The most practical architecture for serious AI audio is not the most glamorous one.
It is text-native intelligence with speech at the edge.
That sounds less magical than a fully native speech-to-speech model. It does not produce the same demo feeling. It does not instantly suggest a robot companion that hears, sees, interrupts, and speaks like a person. But it preserves the thing that matters most: intelligence.
Text remains the control plane for serious AI work. Search is text-heavy. Citations are text-heavy. Code is text-heavy. Logs are text-heavy. Tool calls are structured text. Claims, sources, transcripts, diffs, revisions, and verifiers all become easier to inspect when represented textually. Long-context reasoning systems are strongest when they can work over artifacts, not just vibes.
Audio should not replace that layer. Audio should render it.

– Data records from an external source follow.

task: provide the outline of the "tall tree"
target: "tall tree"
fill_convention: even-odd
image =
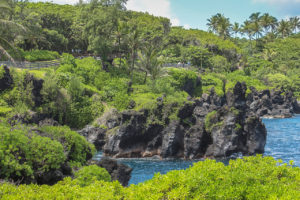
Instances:
[[[234,32],[235,37],[240,32],[240,24],[235,22],[232,26],[232,31]]]
[[[216,33],[223,39],[230,37],[232,25],[230,23],[229,18],[226,18],[224,15],[217,13],[207,21],[207,26],[209,27],[209,30]]]
[[[291,29],[292,31],[294,31],[294,33],[297,33],[297,29],[300,29],[300,18],[299,17],[291,17],[290,18],[290,25],[291,25]]]
[[[292,32],[290,22],[282,19],[278,23],[277,32],[281,35],[282,38],[289,36]]]
[[[261,17],[260,17],[260,12],[256,12],[250,15],[250,28],[252,29],[252,32],[255,36],[256,42],[258,40],[258,38],[262,35],[261,31],[262,31],[262,26],[261,26]]]
[[[274,23],[274,17],[269,15],[269,13],[265,13],[260,18],[261,26],[264,28],[265,34],[267,34]]]

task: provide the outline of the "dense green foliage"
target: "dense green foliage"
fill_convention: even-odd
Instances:
[[[0,179],[28,183],[65,163],[86,165],[94,147],[69,127],[96,124],[114,108],[149,109],[151,115],[163,104],[173,120],[189,96],[212,88],[222,96],[238,81],[247,84],[247,92],[250,86],[283,88],[300,98],[297,17],[277,23],[254,13],[240,26],[217,14],[205,32],[126,10],[126,0],[74,6],[3,2],[0,60],[61,59],[57,67],[10,68],[13,84],[0,92]],[[0,66],[0,79],[4,75]],[[36,128],[40,116],[64,126]],[[207,131],[221,125],[212,123],[215,117],[216,112],[206,116]],[[2,183],[0,199],[299,199],[299,174],[299,168],[272,158],[238,159],[228,166],[207,160],[123,188],[108,182],[104,169],[89,166],[52,187]]]
[[[67,127],[11,128],[0,123],[0,178],[30,182],[34,176],[58,169],[66,161],[82,166],[95,148]]]
[[[24,59],[29,62],[55,60],[59,54],[55,51],[31,50],[23,52]]]
[[[75,173],[75,179],[77,184],[80,186],[89,186],[96,181],[111,181],[110,174],[101,167],[97,165],[90,165],[81,168]]]
[[[70,178],[54,186],[0,185],[1,199],[299,199],[300,169],[261,156],[232,160],[229,165],[200,161],[187,170],[123,188],[95,181],[81,187]]]

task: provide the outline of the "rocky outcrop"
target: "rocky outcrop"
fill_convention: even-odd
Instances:
[[[93,126],[87,126],[84,129],[78,131],[78,133],[84,136],[88,142],[94,144],[98,151],[102,150],[106,138],[105,129],[97,128]]]
[[[273,89],[258,92],[253,87],[250,90],[247,105],[260,117],[289,118],[300,113],[300,106],[291,91]]]
[[[99,167],[105,168],[111,176],[112,181],[119,181],[123,186],[127,186],[131,178],[132,168],[116,160],[102,158],[100,161],[93,161],[92,164],[97,164]]]
[[[9,72],[9,69],[7,66],[3,66],[3,69],[0,68],[0,92],[10,89],[12,85],[13,78]]]
[[[110,113],[104,154],[115,158],[227,157],[234,153],[263,153],[266,129],[249,110],[247,87],[237,83],[232,92],[219,97],[214,89],[201,99],[185,103],[171,119],[159,98],[155,110]],[[111,118],[111,119],[109,119]],[[112,127],[112,126],[111,126]]]

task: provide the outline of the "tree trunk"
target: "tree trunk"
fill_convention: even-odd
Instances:
[[[146,71],[145,78],[144,78],[144,84],[146,84],[147,76],[148,76],[148,72]]]

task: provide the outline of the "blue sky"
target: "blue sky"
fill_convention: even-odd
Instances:
[[[52,1],[74,4],[78,0]],[[176,26],[202,30],[207,30],[207,19],[216,13],[239,23],[254,12],[268,12],[278,19],[300,16],[300,0],[129,0],[127,8],[168,17]]]

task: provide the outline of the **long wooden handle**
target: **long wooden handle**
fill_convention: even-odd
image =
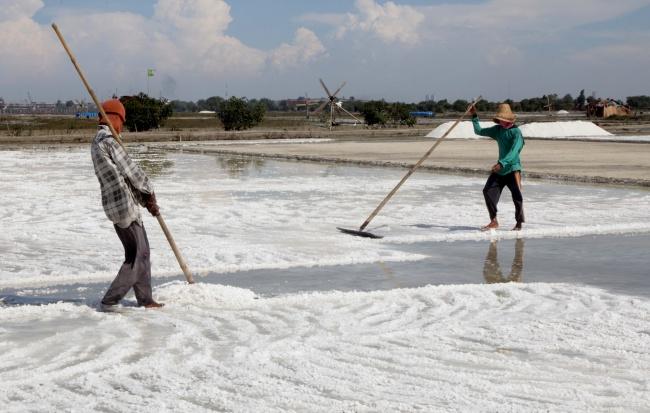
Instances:
[[[393,188],[393,190],[390,191],[390,192],[388,193],[388,195],[386,195],[386,197],[384,198],[384,200],[381,201],[381,203],[377,206],[377,208],[375,208],[375,210],[372,211],[372,214],[370,214],[370,216],[368,217],[368,219],[366,219],[366,220],[364,221],[364,223],[361,224],[361,227],[359,228],[359,231],[363,231],[363,230],[368,226],[368,224],[370,224],[370,221],[372,221],[373,218],[375,218],[375,216],[377,216],[377,214],[379,213],[379,211],[381,211],[382,208],[384,207],[384,205],[386,205],[386,204],[388,203],[388,201],[393,197],[393,195],[395,195],[395,193],[396,193],[397,190],[402,186],[402,184],[404,184],[404,182],[406,182],[406,180],[409,179],[409,177],[410,177],[411,175],[413,175],[413,172],[415,172],[415,170],[418,169],[418,168],[420,167],[420,165],[422,165],[422,162],[424,162],[424,161],[429,157],[429,155],[431,155],[431,152],[433,152],[433,151],[438,147],[438,145],[440,145],[440,143],[443,141],[443,139],[445,139],[445,138],[447,137],[447,135],[449,135],[449,133],[450,133],[450,132],[451,132],[451,131],[452,131],[452,130],[453,130],[453,129],[454,129],[454,128],[459,124],[459,123],[460,123],[460,121],[463,120],[463,118],[464,118],[464,117],[469,113],[469,111],[471,110],[471,108],[473,108],[474,105],[476,105],[476,103],[478,103],[478,101],[481,100],[481,98],[482,98],[482,97],[479,96],[479,97],[477,97],[476,99],[474,99],[474,102],[472,102],[472,103],[467,107],[467,109],[465,110],[465,113],[463,113],[463,114],[460,116],[460,118],[458,118],[458,119],[456,120],[456,122],[454,122],[454,124],[451,125],[451,127],[450,127],[449,129],[447,129],[447,132],[445,132],[444,135],[442,135],[441,137],[439,137],[439,138],[436,140],[436,143],[433,144],[433,146],[431,147],[431,149],[429,149],[429,150],[428,150],[428,151],[427,151],[427,152],[422,156],[422,158],[420,158],[420,160],[419,160],[415,165],[413,165],[413,166],[411,167],[411,169],[409,169],[409,171],[406,173],[406,175],[404,175],[404,177],[402,178],[402,180],[399,181],[399,183],[395,186],[395,188]]]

A good system can still accept voice input. Speech-to-text converts the user’s utterance into an event. The system may preserve timing, confidence, emphasis, and original audio, but the reasoning layer receives something structured enough to cite, search, route, and remember.
Then the intelligence layer does the real work: retrieve sources, consult the artifact graph, run agents, write or revise vtexts, compare claims, inspect code, launch background tasks, and produce a radio script.
At the output edge, text-to-speech renders the script into audio.
This gives the platform control. If the audio is generated by a realtime persona model, the product inherits that model’s conversational habits. It will want to be an assistant. It will say “I.” It will address the user constantly. It will aim for smoothness. It will compress answers because it thinks it is in a dialogue. It will optimize for turn-taking rather than sustained thought.
Edge TTS avoids that trap. The system can generate a proper radio script, then render it with a voice chosen for the medium: calm, flat, clear, not faux emotional, not artificially intimate, not pretending to be a friend.
It also enables buffering. A live voice stream is fragile. Anyone who walks, drives, or moves through spotty coverage knows this. If the system depends on uninterrupted realtime media, the experience breaks exactly where audio should be most useful: in motion. A radio system should pre-render chunks, cache them locally, and keep a queue ahead of the listener. If connectivity drops, playback continues. Future branching may wait, but the current stream should not disintegrate.
Edge TTS also supports cost control. Not every audio segment needs the most expensive voice model. Some can be rendered locally. Some can be cached. Some can be regenerated only when the underlying artifact changes. Frequently used summaries, intros, definitions, and transitions can become reusable audio objects.
More importantly, edge TTS preserves the hierarchy between narration and evidence.
Choir Radio should weave AI narration with real human voice clips. When a person has actually spoken a relevant claim, the system should be able to play that original audio. Not a cloned voice. Not a generated imitation. The actual recorded speech, aligned with transcript and citation.
The AI narrator then frames the clip: here is how she described the problem in March. Then the real voice plays. Then the narrator resumes: that matters because the later policy debate adopted the same frame, but stripped out the labor implications.
This works because the narrator is not trying to be the star. The narrator is an organizer.
A fully realtime voice model tends to absorb everything into one continuous conversational persona. Edge TTS allows the product to maintain separations: narrator, source, user, critic, background agent, clip, quote, update. This is not merely aesthetic. It is epistemic. The listener should know what kind of speech they are hearing.
Text intelligence with edge TTS also makes the system easier to audit. Every spoken segment can correspond to a script. Every script can correspond to sources, citations, and artifact states. If a user asks where something came from, the system can answer. If a speaker disputes a clip, the platform can inspect the source. If a generated claim is wrong, the error can be traced.
That is the difference between voice as performance and voice as interface.
The goal is not to make AI sound maximally human. The goal is to make intelligence listenable without losing provenance.
This architecture is not anti-voice. It is pro-audio. It takes audio seriously enough not to reduce it to a talking face over a shallow brain.
The future product may eventually use better realtime interaction models at the edge. Fine. If a model can handle interruption, timing, video cues, and speech rhythm better than a pipeline, use it. But the deeper system should remain text/artifact-native.
Let the edge become more natural over time.
Do not let the edge become the mind.